Tracy and Arjav worked backward to create Birdie’s, focusing on the result they wanted first and then figuring out the essential mechanisms needed to get there. The key was to think of the business less as a restaurant and more as a “lean startup.” Instead of having a full front- and back-of-house staff, the couple decided to implement a counter-service model — rare for this caliber of establishment, where hospitality remains a huge priority. “We have 15 people on our team, five days a week every week, and we are able to cook for upward of 200 people a night,” says Arjav. A lighter staff also means the restaurant is able to “hire really enthusiastic people who have almost no experience and then train them in the model that we really believe in,” says Arjav. They also hold wine classes every other week for an hour before service for their staff, to continue to further their education.

One of the biggest benefits of the counter-service model, explains Tracy, is the completely flat tip pool. Regardless if you are a dishwasher or a cook or a front-of-house person, everyone is tipped out the same amount, prorated according to the number of hours they worked that week.

The dining room at Birdie’s
The dining room at Birdie’s. 

EVA KOLENKO

Perhaps the most impressive perk at Birdie’s is the vacation policy. The restaurant closes for two weeks in August and two weeks over the winter holidays, and it is structured as paid time off. “I think that’s a really fun one because coming up in restaurants, the only time you could take a vacation really was whenever you left a job before you went to your next job,” says Tracy. The mental health of the team is also a top priority for the couple. In addition to offering subsidized mental health care through the Mike & Sherry Project (an Austin-based organization that provides counseling for hospitality workers) for their team members, Arjav and Tracy will sometimes make the decision to just close the restaurant and give everyone an extra day of rest if they need it.

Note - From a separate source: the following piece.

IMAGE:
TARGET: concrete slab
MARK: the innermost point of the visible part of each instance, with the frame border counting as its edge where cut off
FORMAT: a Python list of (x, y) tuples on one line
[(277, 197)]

Steak with flageolet beans
Steak with flageolet beans. 

EVA KOLENKO

Staff members at Birdie’s also receive health insurance after working for 60 days. (Birdie’s covers 50% of their premium.) Most recently, after having their son, Remy, last fall, the couple found a way to institute paid family leave of two months for their employees — a rarity in the industry and something the couple hopes more restaurants will implement.

The team at Birdie’s
The team at Birdie’s. 

EVA KOLENKO

When Arjav and Tracy talk about the future, they are concerned with two main things: how to continue to help their staff grow and how to open new concepts while maintaining the healthy workplace that they have built. “It’s hard for us to move away from counter service,” says Arjav. “It’s really about, how do we make the experience even better? How do we make it more bespoke? How do we make it more interesting?”

The couple is now fielding calls from restaurants across the country that are interested in figuring out how to run similar operations: ones that don’t sacrifice hospitality for the health of the staff, while still creating restaurant magic. “There’s no shortcuts in this business,” says Arjav. “There’s just dedication and commitment. We pay homage to all the things that we’ve learned along the way, but we also break the rules to be able to [operate] the way we want to.”